Par malheur, Naples a déclaré la guerre à Palerme ; et tandis que Gaétan s’oublie dans les bras d’Enguerrande, ses concitoyens marchent au combat. Va-t-il les suivre ? Oui, car Enguerrande, avec le geste familier aux amantes héroïques, lui tend une épée : « Va te battre ! » Il va et quelques minutes après, percé de coups, il revient mourir près de la bien-aimée, qui meurt elle-même avec lui.

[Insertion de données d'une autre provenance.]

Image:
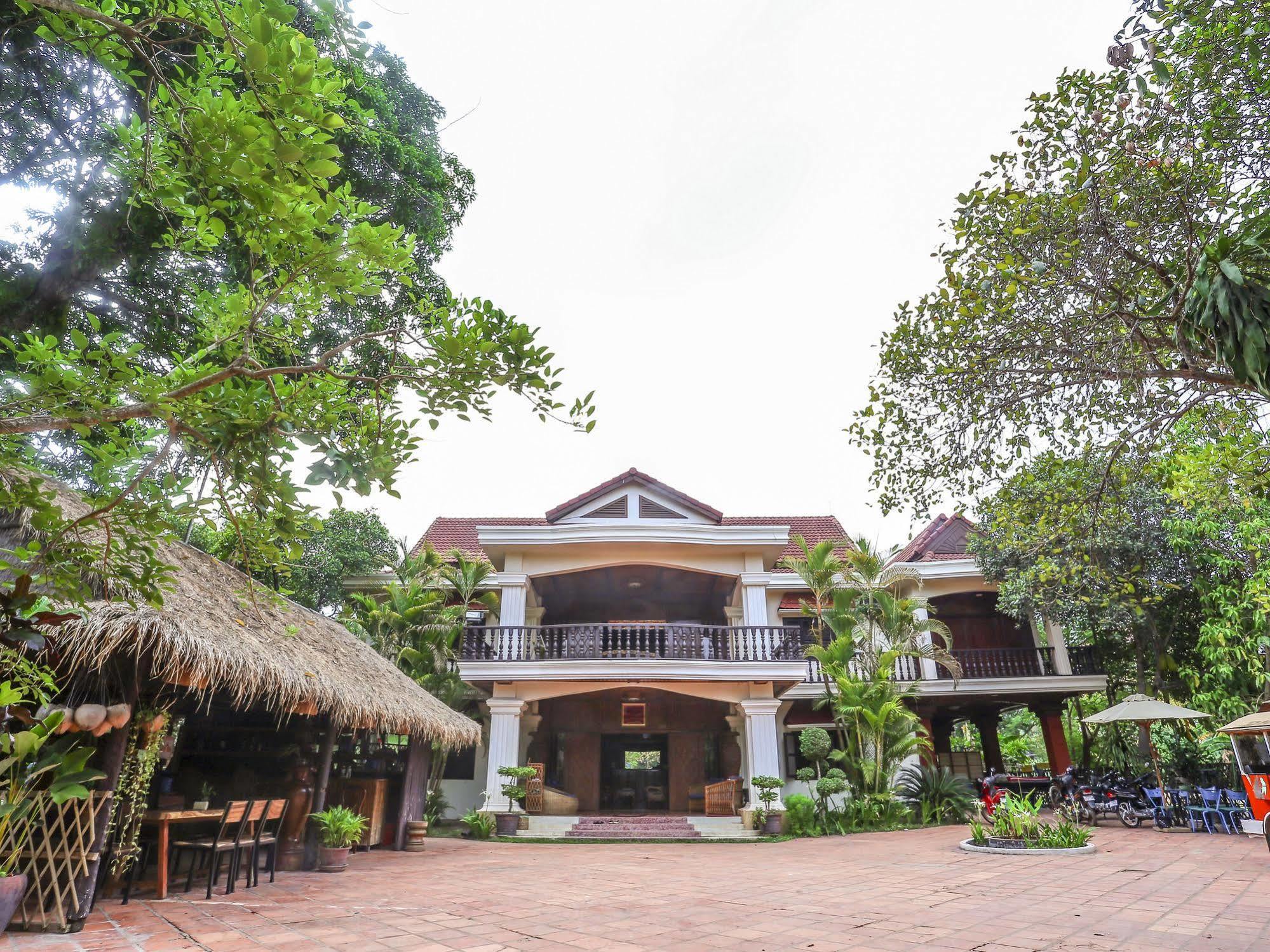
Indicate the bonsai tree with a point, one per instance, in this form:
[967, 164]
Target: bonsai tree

L’histoire est assez saugrenue, mais le fond n’approche pas de la forme. L’esprit de cette œuvre est étrange ; la lettre, plus étrange encore. En tout drame lyrique aujourd’hui, les paroles important beaucoup, parfois plus que la musique, il convient de citer ici quelques vers de M. Bergerat, pieusement transcrits pour le chant par M. Wilder. On sait que notre érudit et hardi confrère appelle de tous ses vœux la révolution dans la poésie non moins que dans la musique de théâtre. Las de l’appeler et la trouvant trop lente, il a voulu lui-même l’accomplir ; d’apôtre, il s’est fait ouvrier. Sous son puissant patronage il a pris un poète et un musicien de son choix. Nous parlerons tout à l’heure de la musique ; mais donnons d’abord quelques échantillons de la poésie. Nous sommes loin, avec M Wilder, des rimes de romance et des vers de mirliton. Pauvres librettistes d’antan ! Misérable Scribe ! piètre auteur des Huguenots et du Prophète ! Eût-il jamais trouvé les rimes funambulesques de ce distique :


Il appert du cachet que cette cire accuse,
Que ce vin, compagnon, serait du Syracuse.


Ainsi jadis, pour mieux graver dans notre mémoire les départemens et les chefs-lieux de la France, on nous disait poétiquement :


Ille et Vilaine au roi d’abandonner la Rennes.